Azoty w trwającym sezonie PGNiG Superligi spisują się jednak słabiej niż w poprzednich latach. Puławianie na swoim koncie mają siedem porażek i jedno potknięcie po rzutach karnych, co na tę chwilę daje im. 4. miejsce z ośmiopunktową stratą do trzeciego NMC Górnika Zabrze.
Azoty po 4. kolejkach fazy grupowej Pucharu EHF mają małe szanse na awans do kolejnej rundy. Drużyna z Lubelszczyzny na swoim koncie ma tylko jeden punkt za remis z hiszpańskim Granollers. 1 marca w Puławach doszło do zmiany trenera. Miejsce Bartosza Jureckiego, który został dyrektorem sportowym klubu, zajął jego dotychczasowy asystent – Zbigniew Markuszewski.

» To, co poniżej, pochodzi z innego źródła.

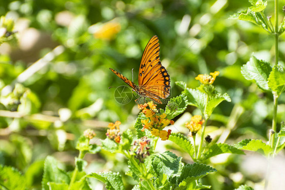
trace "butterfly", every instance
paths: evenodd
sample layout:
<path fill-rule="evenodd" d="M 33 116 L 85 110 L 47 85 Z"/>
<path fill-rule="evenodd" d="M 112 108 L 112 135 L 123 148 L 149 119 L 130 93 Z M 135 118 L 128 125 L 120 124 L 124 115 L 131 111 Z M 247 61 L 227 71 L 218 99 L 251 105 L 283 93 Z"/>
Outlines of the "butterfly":
<path fill-rule="evenodd" d="M 138 85 L 121 73 L 110 69 L 130 86 L 133 91 L 145 98 L 145 100 L 146 98 L 148 98 L 155 102 L 162 104 L 160 99 L 166 99 L 170 93 L 170 78 L 161 65 L 159 48 L 158 38 L 154 36 L 148 43 L 142 54 L 138 72 Z"/>

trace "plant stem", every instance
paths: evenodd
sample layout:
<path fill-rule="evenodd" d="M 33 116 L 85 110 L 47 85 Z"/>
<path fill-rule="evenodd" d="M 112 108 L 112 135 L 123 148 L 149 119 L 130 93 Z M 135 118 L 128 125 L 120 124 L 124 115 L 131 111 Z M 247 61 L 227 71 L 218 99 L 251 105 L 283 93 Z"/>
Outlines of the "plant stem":
<path fill-rule="evenodd" d="M 83 157 L 84 157 L 84 154 L 82 153 L 82 152 L 80 151 L 79 151 L 79 155 L 78 156 L 78 157 L 80 159 L 83 159 Z M 78 173 L 78 168 L 77 168 L 77 165 L 76 165 L 76 163 L 75 164 L 75 169 L 74 169 L 74 171 L 73 171 L 73 174 L 72 174 L 72 179 L 70 180 L 70 182 L 69 183 L 69 185 L 68 186 L 68 189 L 70 189 L 70 187 L 72 186 L 72 184 L 75 182 L 75 180 L 76 180 L 76 177 L 77 177 L 77 173 Z"/>
<path fill-rule="evenodd" d="M 194 157 L 195 157 L 195 159 L 196 157 L 196 134 L 194 135 L 194 136 L 193 137 L 193 141 L 194 141 Z"/>
<path fill-rule="evenodd" d="M 272 119 L 272 130 L 274 132 L 276 132 L 276 123 L 277 123 L 277 107 L 278 106 L 278 96 L 276 94 L 276 92 L 273 92 L 273 115 Z M 272 137 L 270 138 L 270 146 L 271 148 L 273 148 L 275 141 L 275 136 L 274 134 L 272 135 Z"/>
<path fill-rule="evenodd" d="M 201 135 L 201 141 L 200 142 L 200 144 L 199 145 L 199 148 L 198 148 L 198 154 L 197 154 L 196 160 L 200 159 L 201 156 L 201 151 L 202 151 L 202 145 L 203 145 L 203 141 L 204 140 L 204 135 L 205 135 L 205 130 L 206 129 L 206 125 L 207 125 L 207 118 L 206 118 L 205 122 L 203 125 L 203 128 L 202 129 L 202 134 Z"/>
<path fill-rule="evenodd" d="M 279 31 L 278 31 L 278 0 L 274 0 L 275 4 L 275 66 L 277 66 L 278 65 L 278 59 L 279 58 L 278 55 L 278 41 L 279 37 Z"/>

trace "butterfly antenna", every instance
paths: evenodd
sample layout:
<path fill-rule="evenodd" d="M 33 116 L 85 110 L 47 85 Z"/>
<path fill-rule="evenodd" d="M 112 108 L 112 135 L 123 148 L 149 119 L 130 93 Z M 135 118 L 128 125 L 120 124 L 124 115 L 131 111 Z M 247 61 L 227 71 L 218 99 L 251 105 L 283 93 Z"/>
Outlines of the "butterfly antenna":
<path fill-rule="evenodd" d="M 132 69 L 132 82 L 133 82 L 133 68 Z"/>
<path fill-rule="evenodd" d="M 110 87 L 108 87 L 108 89 L 110 89 L 111 88 L 117 88 L 118 87 L 120 87 L 120 86 L 110 86 Z"/>

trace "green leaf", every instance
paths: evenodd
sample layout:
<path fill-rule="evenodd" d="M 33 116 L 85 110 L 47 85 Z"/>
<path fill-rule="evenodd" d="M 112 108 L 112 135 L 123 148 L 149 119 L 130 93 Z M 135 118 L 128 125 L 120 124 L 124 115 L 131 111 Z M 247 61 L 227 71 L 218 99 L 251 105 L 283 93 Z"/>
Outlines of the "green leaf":
<path fill-rule="evenodd" d="M 187 185 L 187 190 L 199 190 L 204 188 L 210 188 L 211 185 L 204 185 L 202 183 L 200 183 L 198 180 L 195 180 L 191 182 Z"/>
<path fill-rule="evenodd" d="M 133 140 L 134 135 L 130 129 L 125 131 L 122 134 L 121 146 L 123 150 L 129 150 L 131 146 Z"/>
<path fill-rule="evenodd" d="M 234 190 L 254 190 L 254 189 L 246 185 L 242 185 L 239 186 L 238 188 L 235 188 Z"/>
<path fill-rule="evenodd" d="M 147 168 L 157 177 L 166 175 L 167 179 L 179 175 L 181 168 L 181 157 L 177 157 L 174 153 L 167 151 L 162 153 L 151 155 L 146 160 Z"/>
<path fill-rule="evenodd" d="M 203 112 L 207 103 L 206 94 L 199 90 L 189 88 L 186 88 L 185 92 L 188 104 L 198 108 Z"/>
<path fill-rule="evenodd" d="M 245 139 L 235 144 L 235 146 L 239 149 L 254 151 L 266 156 L 272 151 L 270 146 L 261 140 Z"/>
<path fill-rule="evenodd" d="M 139 178 L 141 176 L 140 172 L 131 161 L 128 161 L 128 164 L 130 170 L 126 173 L 126 175 L 132 177 L 134 180 L 137 181 L 139 181 Z"/>
<path fill-rule="evenodd" d="M 147 119 L 148 118 L 146 117 L 145 114 L 140 112 L 136 119 L 135 123 L 134 124 L 134 127 L 136 130 L 136 135 L 137 138 L 139 139 L 145 136 L 146 136 L 146 132 L 141 131 L 143 128 L 142 123 L 141 123 L 141 119 Z"/>
<path fill-rule="evenodd" d="M 81 179 L 73 183 L 69 190 L 91 190 L 85 175 Z"/>
<path fill-rule="evenodd" d="M 211 146 L 209 149 L 204 153 L 205 159 L 214 156 L 216 155 L 225 153 L 231 153 L 236 154 L 245 154 L 242 150 L 239 150 L 234 146 L 225 143 L 215 144 Z"/>
<path fill-rule="evenodd" d="M 48 182 L 69 184 L 70 178 L 67 173 L 58 167 L 58 163 L 53 157 L 48 156 L 45 161 L 44 176 L 42 181 L 42 188 L 49 190 Z"/>
<path fill-rule="evenodd" d="M 99 152 L 101 149 L 100 147 L 95 144 L 89 144 L 89 139 L 82 135 L 77 141 L 76 148 L 83 152 L 93 154 Z"/>
<path fill-rule="evenodd" d="M 179 187 L 175 190 L 184 189 L 185 186 L 211 172 L 217 172 L 217 170 L 209 166 L 202 164 L 188 164 L 182 170 L 181 175 L 178 179 Z"/>
<path fill-rule="evenodd" d="M 108 190 L 125 190 L 122 176 L 119 173 L 92 173 L 87 177 L 96 178 L 104 183 Z"/>
<path fill-rule="evenodd" d="M 211 115 L 213 110 L 222 102 L 226 100 L 227 102 L 231 102 L 231 100 L 227 93 L 221 95 L 219 93 L 217 93 L 215 97 L 210 97 L 206 107 L 206 113 L 208 116 Z"/>
<path fill-rule="evenodd" d="M 258 10 L 261 9 L 261 7 L 255 8 L 252 7 L 254 10 Z M 268 25 L 267 22 L 264 18 L 263 13 L 254 12 L 251 10 L 251 8 L 247 10 L 239 12 L 230 16 L 230 18 L 233 19 L 238 19 L 240 20 L 244 20 L 253 22 L 260 26 L 262 27 L 266 31 L 271 33 L 271 29 Z"/>
<path fill-rule="evenodd" d="M 269 75 L 268 86 L 279 95 L 285 89 L 285 71 L 281 66 L 274 67 Z"/>
<path fill-rule="evenodd" d="M 278 137 L 285 137 L 285 130 L 280 130 L 278 133 Z"/>
<path fill-rule="evenodd" d="M 78 168 L 78 171 L 80 172 L 82 172 L 82 171 L 83 171 L 84 168 L 85 168 L 85 167 L 87 165 L 87 162 L 83 159 L 76 157 L 75 164 L 77 166 L 77 168 Z"/>
<path fill-rule="evenodd" d="M 102 148 L 110 152 L 114 153 L 119 150 L 118 144 L 113 140 L 106 138 L 104 140 L 101 140 Z"/>
<path fill-rule="evenodd" d="M 0 189 L 24 190 L 26 185 L 25 178 L 17 170 L 0 165 Z"/>
<path fill-rule="evenodd" d="M 36 161 L 29 166 L 25 173 L 25 177 L 28 186 L 31 186 L 38 181 L 42 181 L 44 163 L 45 161 L 43 160 Z"/>
<path fill-rule="evenodd" d="M 267 80 L 272 71 L 269 62 L 258 59 L 254 55 L 241 67 L 241 73 L 246 80 L 254 81 L 264 91 L 270 91 Z"/>
<path fill-rule="evenodd" d="M 68 185 L 66 183 L 58 183 L 54 182 L 48 182 L 49 190 L 67 190 Z"/>
<path fill-rule="evenodd" d="M 185 94 L 171 98 L 165 107 L 167 119 L 172 119 L 183 113 L 187 107 L 187 100 Z"/>
<path fill-rule="evenodd" d="M 194 146 L 185 136 L 181 133 L 171 133 L 168 140 L 176 143 L 187 152 L 191 157 L 194 156 Z"/>
<path fill-rule="evenodd" d="M 179 87 L 181 87 L 182 89 L 185 90 L 186 89 L 186 83 L 184 81 L 176 81 L 175 84 Z"/>
<path fill-rule="evenodd" d="M 250 7 L 250 9 L 254 12 L 262 11 L 267 6 L 267 2 L 266 0 L 249 0 L 248 1 L 253 6 Z"/>

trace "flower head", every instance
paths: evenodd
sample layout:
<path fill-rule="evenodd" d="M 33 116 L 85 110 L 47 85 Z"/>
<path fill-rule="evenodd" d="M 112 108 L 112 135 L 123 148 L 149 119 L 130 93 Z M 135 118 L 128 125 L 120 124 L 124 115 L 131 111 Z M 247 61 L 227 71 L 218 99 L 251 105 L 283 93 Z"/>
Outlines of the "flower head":
<path fill-rule="evenodd" d="M 92 130 L 88 129 L 84 131 L 84 132 L 83 132 L 83 135 L 84 135 L 84 136 L 85 136 L 85 137 L 89 139 L 92 139 L 94 137 L 96 136 L 96 133 L 95 133 L 94 131 L 93 131 Z"/>
<path fill-rule="evenodd" d="M 206 74 L 198 75 L 195 79 L 200 81 L 203 84 L 212 84 L 219 74 L 220 74 L 219 71 L 215 71 L 213 73 L 210 73 L 210 75 Z"/>
<path fill-rule="evenodd" d="M 151 140 L 146 137 L 144 137 L 134 141 L 130 151 L 135 154 L 135 157 L 142 163 L 146 157 L 150 155 Z"/>
<path fill-rule="evenodd" d="M 120 30 L 121 24 L 115 21 L 109 22 L 98 27 L 93 35 L 97 39 L 111 40 Z"/>
<path fill-rule="evenodd" d="M 144 126 L 141 131 L 147 129 L 153 136 L 159 137 L 163 141 L 167 140 L 171 133 L 171 130 L 166 131 L 163 129 L 169 124 L 173 124 L 174 121 L 167 119 L 166 113 L 159 113 L 156 109 L 156 105 L 152 102 L 147 103 L 150 109 L 147 108 L 145 104 L 138 106 L 139 108 L 141 108 L 141 109 L 142 109 L 142 112 L 146 115 L 146 117 L 148 117 L 147 119 L 141 120 Z"/>
<path fill-rule="evenodd" d="M 191 117 L 190 122 L 186 122 L 185 126 L 188 128 L 191 135 L 195 135 L 197 132 L 202 128 L 202 124 L 205 120 L 202 119 L 201 115 L 194 115 Z"/>
<path fill-rule="evenodd" d="M 117 121 L 113 123 L 110 123 L 108 125 L 108 128 L 110 129 L 107 130 L 106 135 L 109 139 L 113 140 L 117 143 L 119 143 L 121 141 L 121 133 L 120 132 L 119 125 L 121 124 L 121 122 Z"/>

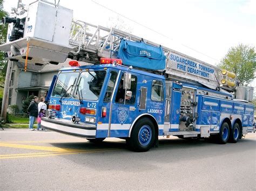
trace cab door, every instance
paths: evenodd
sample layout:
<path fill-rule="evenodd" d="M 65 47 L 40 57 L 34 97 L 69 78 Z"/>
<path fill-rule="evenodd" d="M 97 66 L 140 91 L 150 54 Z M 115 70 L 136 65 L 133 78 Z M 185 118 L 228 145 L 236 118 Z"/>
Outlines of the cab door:
<path fill-rule="evenodd" d="M 126 74 L 121 73 L 112 103 L 111 118 L 110 120 L 109 137 L 128 137 L 131 123 L 138 112 L 136 104 L 138 76 L 136 74 L 129 73 L 131 76 L 130 87 L 125 88 Z M 127 87 L 126 87 L 127 88 Z"/>

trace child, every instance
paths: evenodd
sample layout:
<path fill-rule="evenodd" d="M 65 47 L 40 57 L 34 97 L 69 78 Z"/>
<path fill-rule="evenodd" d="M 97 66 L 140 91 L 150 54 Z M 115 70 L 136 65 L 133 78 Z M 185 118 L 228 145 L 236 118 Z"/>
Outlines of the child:
<path fill-rule="evenodd" d="M 38 117 L 37 117 L 37 130 L 40 130 L 40 128 L 41 126 L 41 117 L 45 116 L 44 114 L 44 109 L 41 109 L 38 113 Z M 45 131 L 46 130 L 42 128 L 42 131 Z"/>

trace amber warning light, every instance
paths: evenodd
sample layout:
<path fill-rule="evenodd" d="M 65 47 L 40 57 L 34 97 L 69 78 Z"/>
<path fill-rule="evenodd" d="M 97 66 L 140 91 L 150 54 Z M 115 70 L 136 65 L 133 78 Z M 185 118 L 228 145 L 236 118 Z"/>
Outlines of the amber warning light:
<path fill-rule="evenodd" d="M 122 65 L 122 61 L 121 59 L 107 58 L 100 58 L 100 63 L 104 63 L 104 64 L 114 63 L 114 64 Z"/>

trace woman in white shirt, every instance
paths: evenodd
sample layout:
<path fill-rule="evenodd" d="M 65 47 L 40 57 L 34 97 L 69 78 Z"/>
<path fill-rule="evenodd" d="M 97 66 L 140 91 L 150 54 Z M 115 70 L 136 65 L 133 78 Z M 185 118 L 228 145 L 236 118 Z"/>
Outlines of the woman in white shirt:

– Bardzo podobała mi się ich postawa przeciwko THW Kiel, kiedy przegrali minimalnie trzema bramkami, a gospodarzom bardzo pomógł Andreas Wolff. W Puławach gra kilku moich kolegów z Bałkanów. Panić, Kaleb, Matulić to super zawodnicy. Jeśli Azoty zagrają na swoim wysokim poziomie, to zanosi się na ciekawe widowisko – przekonuje bramkarz mistrza Polski, Filip Ivić.
PGE VIVE do Puław pojedzie najprawdopodobniej pojedzie w trzynastoosobowym składzie. W poniedziałek na około miesiąc wypadł Krzysztof Lijewski, który nadłamał jedną z kości śródręcza. Jego brak oraz dalsza nieobecność Alexa Dujszebajewa oznaczają, że na prawym rozegraniu w zdecydowanie większym wymiarze będzie grał nominalny skrzydłowy, Blaż Janc. Środowy mecz z Azotami rozpocznie się o godz. 20.15.